A Makeup Artist With G.P.S.
By NATASHA SINGER
July 19, 2007
TAYLOR CHANG-BABAIAN, a makeup artist in Los Angeles, spent her high school years trying to adapt movie-star looks to her Korean-American face.
“How do you create that smoky eye when you have flat eyelids?” Ms. Chang-Babaian, 33, said this week.
“Once when I was 16, I went out on a date with a boy who thought my face was bruised because I had mistakenly suspended very dark triangles of eye shadow on the sides of my eyes.”
Now Ms. Chang-Babaian, who makes up faces for ad campaigns and celebrity appearances, has written a beauty guidebook with tips for Asian women.

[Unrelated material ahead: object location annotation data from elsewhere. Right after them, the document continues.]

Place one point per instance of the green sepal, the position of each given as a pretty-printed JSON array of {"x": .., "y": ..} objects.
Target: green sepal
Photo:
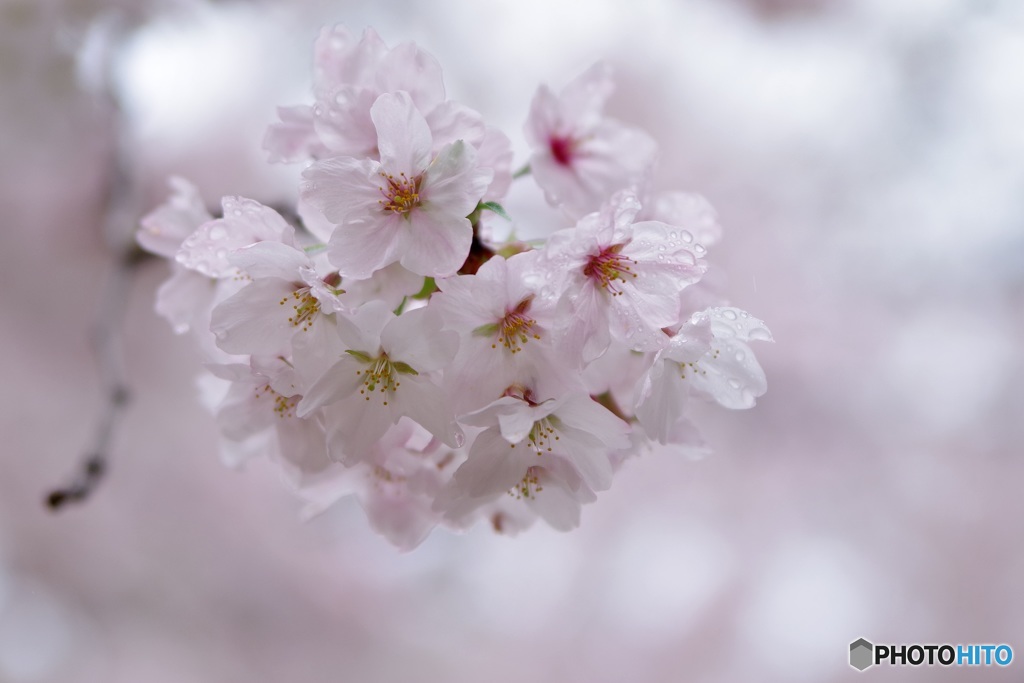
[
  {"x": 429, "y": 287},
  {"x": 496, "y": 208}
]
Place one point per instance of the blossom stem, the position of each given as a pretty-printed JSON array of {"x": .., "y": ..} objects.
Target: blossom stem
[{"x": 110, "y": 358}]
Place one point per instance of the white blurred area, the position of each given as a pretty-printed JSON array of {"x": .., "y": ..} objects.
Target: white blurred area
[{"x": 866, "y": 158}]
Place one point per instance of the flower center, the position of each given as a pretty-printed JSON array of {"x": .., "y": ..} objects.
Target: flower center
[
  {"x": 694, "y": 369},
  {"x": 516, "y": 328},
  {"x": 543, "y": 435},
  {"x": 529, "y": 485},
  {"x": 283, "y": 406},
  {"x": 381, "y": 374},
  {"x": 400, "y": 193},
  {"x": 304, "y": 307},
  {"x": 607, "y": 266},
  {"x": 562, "y": 150}
]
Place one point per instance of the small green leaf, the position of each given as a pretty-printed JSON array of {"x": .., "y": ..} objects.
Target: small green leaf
[
  {"x": 497, "y": 208},
  {"x": 403, "y": 368}
]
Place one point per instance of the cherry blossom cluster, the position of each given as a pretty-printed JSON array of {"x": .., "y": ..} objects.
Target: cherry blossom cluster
[{"x": 388, "y": 345}]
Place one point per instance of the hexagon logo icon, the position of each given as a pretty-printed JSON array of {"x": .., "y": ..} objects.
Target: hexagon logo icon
[{"x": 861, "y": 653}]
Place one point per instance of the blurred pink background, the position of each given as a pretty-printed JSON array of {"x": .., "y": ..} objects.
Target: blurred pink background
[{"x": 866, "y": 158}]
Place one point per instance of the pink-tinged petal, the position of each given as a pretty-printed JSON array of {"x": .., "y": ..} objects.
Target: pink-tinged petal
[
  {"x": 341, "y": 121},
  {"x": 585, "y": 414},
  {"x": 563, "y": 186},
  {"x": 545, "y": 119},
  {"x": 466, "y": 302},
  {"x": 245, "y": 411},
  {"x": 453, "y": 182},
  {"x": 339, "y": 58},
  {"x": 663, "y": 399},
  {"x": 390, "y": 285},
  {"x": 245, "y": 222},
  {"x": 451, "y": 121},
  {"x": 361, "y": 331},
  {"x": 183, "y": 297},
  {"x": 410, "y": 69},
  {"x": 342, "y": 187},
  {"x": 555, "y": 505},
  {"x": 354, "y": 426},
  {"x": 423, "y": 401},
  {"x": 590, "y": 461},
  {"x": 496, "y": 153},
  {"x": 166, "y": 227},
  {"x": 293, "y": 138},
  {"x": 255, "y": 321},
  {"x": 402, "y": 135},
  {"x": 314, "y": 220},
  {"x": 487, "y": 416},
  {"x": 269, "y": 259},
  {"x": 406, "y": 521},
  {"x": 339, "y": 382},
  {"x": 479, "y": 374},
  {"x": 691, "y": 342},
  {"x": 728, "y": 323},
  {"x": 417, "y": 338},
  {"x": 435, "y": 244},
  {"x": 360, "y": 248},
  {"x": 730, "y": 375},
  {"x": 516, "y": 425},
  {"x": 494, "y": 466}
]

Ms. Chang-Babaian said she was prompted to write “Asian Faces” (to be released Aug. 7, Perigee-Penguin, $24.95), after undergoing clownlike makeovers from department store cosmetics clerks and makeup artists who lacked experience working with Asians.
She takes an individual approach to makeup, suggesting that women emphasize their own features instead of trying to mimic Hollywood beauty ideals or advertisement images.
The book is aimed at an Asian audience, with makeup looks called Honolulu (minimalist) and San Francisco (bohemian). But much of the advice is applicable to the general makeup devotee.
“Black eyebrow pencil looks too harsh, even if you have black hair,” said Ms. Chang-Babaian. “Go for an ashier brown.”